All of this still haunts me. And I get dreams of getting abused by guys everyday. I have panic attacks when I watch movies or pictures or read articles involving abuse and domestic violence against women. I am very afraid of the dark. I’m afraid of being touched. I’m afraid of being left alone in a closed gap. I’m afraid of stepping out of my own home unless it’s to meet parties I know. And today I had the daring to type all of this in detail and I still don’t feel okay.

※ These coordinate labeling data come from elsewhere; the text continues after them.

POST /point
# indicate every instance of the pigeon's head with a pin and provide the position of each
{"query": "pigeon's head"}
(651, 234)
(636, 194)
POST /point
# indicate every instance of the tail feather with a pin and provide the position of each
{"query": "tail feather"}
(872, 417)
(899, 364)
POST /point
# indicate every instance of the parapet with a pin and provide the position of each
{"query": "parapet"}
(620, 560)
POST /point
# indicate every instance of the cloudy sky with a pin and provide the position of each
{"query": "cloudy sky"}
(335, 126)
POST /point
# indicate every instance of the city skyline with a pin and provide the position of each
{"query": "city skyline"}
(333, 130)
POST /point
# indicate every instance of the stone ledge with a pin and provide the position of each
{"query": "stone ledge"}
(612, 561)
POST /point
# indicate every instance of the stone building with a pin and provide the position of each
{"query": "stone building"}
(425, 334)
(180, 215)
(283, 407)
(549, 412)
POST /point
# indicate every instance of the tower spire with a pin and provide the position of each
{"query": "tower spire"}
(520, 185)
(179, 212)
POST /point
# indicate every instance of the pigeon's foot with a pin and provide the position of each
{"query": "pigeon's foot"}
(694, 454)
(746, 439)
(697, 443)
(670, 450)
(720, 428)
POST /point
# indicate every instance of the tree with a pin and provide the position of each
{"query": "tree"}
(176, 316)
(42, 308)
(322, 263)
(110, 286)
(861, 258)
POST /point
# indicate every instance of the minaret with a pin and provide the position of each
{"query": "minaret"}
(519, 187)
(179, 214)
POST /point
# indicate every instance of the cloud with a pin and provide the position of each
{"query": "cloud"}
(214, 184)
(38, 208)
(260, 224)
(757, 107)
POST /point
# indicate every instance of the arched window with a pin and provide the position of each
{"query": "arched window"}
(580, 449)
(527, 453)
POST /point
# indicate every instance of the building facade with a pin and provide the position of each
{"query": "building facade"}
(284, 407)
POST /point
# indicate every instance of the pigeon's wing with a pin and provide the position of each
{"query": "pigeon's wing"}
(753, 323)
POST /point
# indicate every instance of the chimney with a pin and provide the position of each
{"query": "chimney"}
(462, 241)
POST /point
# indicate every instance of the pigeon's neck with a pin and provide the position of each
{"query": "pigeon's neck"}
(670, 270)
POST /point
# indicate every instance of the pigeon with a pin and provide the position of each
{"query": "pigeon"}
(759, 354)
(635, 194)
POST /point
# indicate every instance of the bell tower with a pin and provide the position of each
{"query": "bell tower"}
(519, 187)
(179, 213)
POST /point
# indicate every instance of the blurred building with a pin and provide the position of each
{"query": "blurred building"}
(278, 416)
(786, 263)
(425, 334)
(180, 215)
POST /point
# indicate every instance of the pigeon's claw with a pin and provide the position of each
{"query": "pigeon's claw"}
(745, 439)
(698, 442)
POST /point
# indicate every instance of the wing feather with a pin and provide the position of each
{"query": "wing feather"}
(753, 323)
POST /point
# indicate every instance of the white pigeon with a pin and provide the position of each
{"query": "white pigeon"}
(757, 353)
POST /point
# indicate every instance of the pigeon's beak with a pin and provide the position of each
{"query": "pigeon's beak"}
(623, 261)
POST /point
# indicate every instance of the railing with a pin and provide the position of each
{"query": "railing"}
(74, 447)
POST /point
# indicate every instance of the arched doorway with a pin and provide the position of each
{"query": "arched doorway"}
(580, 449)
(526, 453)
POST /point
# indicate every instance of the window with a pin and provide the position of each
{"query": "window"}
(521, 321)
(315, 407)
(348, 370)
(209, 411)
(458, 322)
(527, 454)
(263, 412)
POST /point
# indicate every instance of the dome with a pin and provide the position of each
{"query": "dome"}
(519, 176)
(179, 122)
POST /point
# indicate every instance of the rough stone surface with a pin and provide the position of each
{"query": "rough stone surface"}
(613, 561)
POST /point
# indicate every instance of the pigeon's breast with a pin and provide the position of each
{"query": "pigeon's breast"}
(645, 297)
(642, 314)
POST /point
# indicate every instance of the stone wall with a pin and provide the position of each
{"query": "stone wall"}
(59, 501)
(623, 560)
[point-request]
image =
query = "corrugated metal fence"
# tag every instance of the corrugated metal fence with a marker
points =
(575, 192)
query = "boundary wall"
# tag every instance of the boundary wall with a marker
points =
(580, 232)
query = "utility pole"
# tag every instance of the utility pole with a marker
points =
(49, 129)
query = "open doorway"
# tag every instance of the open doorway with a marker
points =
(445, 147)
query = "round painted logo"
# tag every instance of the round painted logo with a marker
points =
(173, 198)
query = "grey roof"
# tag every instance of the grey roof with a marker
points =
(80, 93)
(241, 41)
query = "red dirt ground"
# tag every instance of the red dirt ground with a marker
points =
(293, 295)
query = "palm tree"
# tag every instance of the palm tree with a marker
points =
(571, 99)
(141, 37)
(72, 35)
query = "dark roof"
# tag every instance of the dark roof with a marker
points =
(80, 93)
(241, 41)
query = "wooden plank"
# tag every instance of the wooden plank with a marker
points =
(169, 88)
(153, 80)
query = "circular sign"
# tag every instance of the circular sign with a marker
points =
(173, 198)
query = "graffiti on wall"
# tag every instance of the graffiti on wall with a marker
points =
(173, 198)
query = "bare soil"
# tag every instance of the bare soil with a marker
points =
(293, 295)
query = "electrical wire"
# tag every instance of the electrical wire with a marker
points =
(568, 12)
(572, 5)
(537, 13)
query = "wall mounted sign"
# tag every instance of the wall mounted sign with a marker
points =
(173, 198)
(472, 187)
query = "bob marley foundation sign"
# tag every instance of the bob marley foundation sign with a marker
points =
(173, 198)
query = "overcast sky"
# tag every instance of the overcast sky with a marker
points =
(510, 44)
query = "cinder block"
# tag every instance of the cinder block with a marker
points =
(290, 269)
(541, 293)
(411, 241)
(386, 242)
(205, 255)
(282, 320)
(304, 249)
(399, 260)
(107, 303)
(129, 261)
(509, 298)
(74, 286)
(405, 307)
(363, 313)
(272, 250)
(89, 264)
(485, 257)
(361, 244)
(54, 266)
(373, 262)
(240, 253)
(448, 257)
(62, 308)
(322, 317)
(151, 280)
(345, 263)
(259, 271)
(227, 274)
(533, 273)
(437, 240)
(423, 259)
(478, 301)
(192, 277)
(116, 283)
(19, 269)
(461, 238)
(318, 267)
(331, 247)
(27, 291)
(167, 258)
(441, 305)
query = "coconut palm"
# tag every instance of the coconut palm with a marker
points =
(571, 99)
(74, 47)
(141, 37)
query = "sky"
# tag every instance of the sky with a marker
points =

Is this how it feels for women who get abused? Does it take times to recover? Or do we not recover at all? Is there any solution to this? I have zero selfworth and trust left inside and it has affected my professional life as well. I’ve become an introvert and I dread congregating new people which is essential for a designer to build their network. I scaped social gatherings. Even though I die to go for parties and incidents. I am unable to recover from this. I’ve tried therapy but I donot have the resources to continue with it because it’s expensive. After the pandemic got worse, it’s been a turmoil in India..a downward spiraling.
And I merely don’t know what I can do to save myself from this. So that eventually, I can save someone else and help them recover. I wanna stand up for women and children who are victims of abuse–both feeling and physical. But I need to be stable first, in order to attempt to save others. What should I do to overcome this? Does it ever go, this trauma? Will I ever sleep in peace?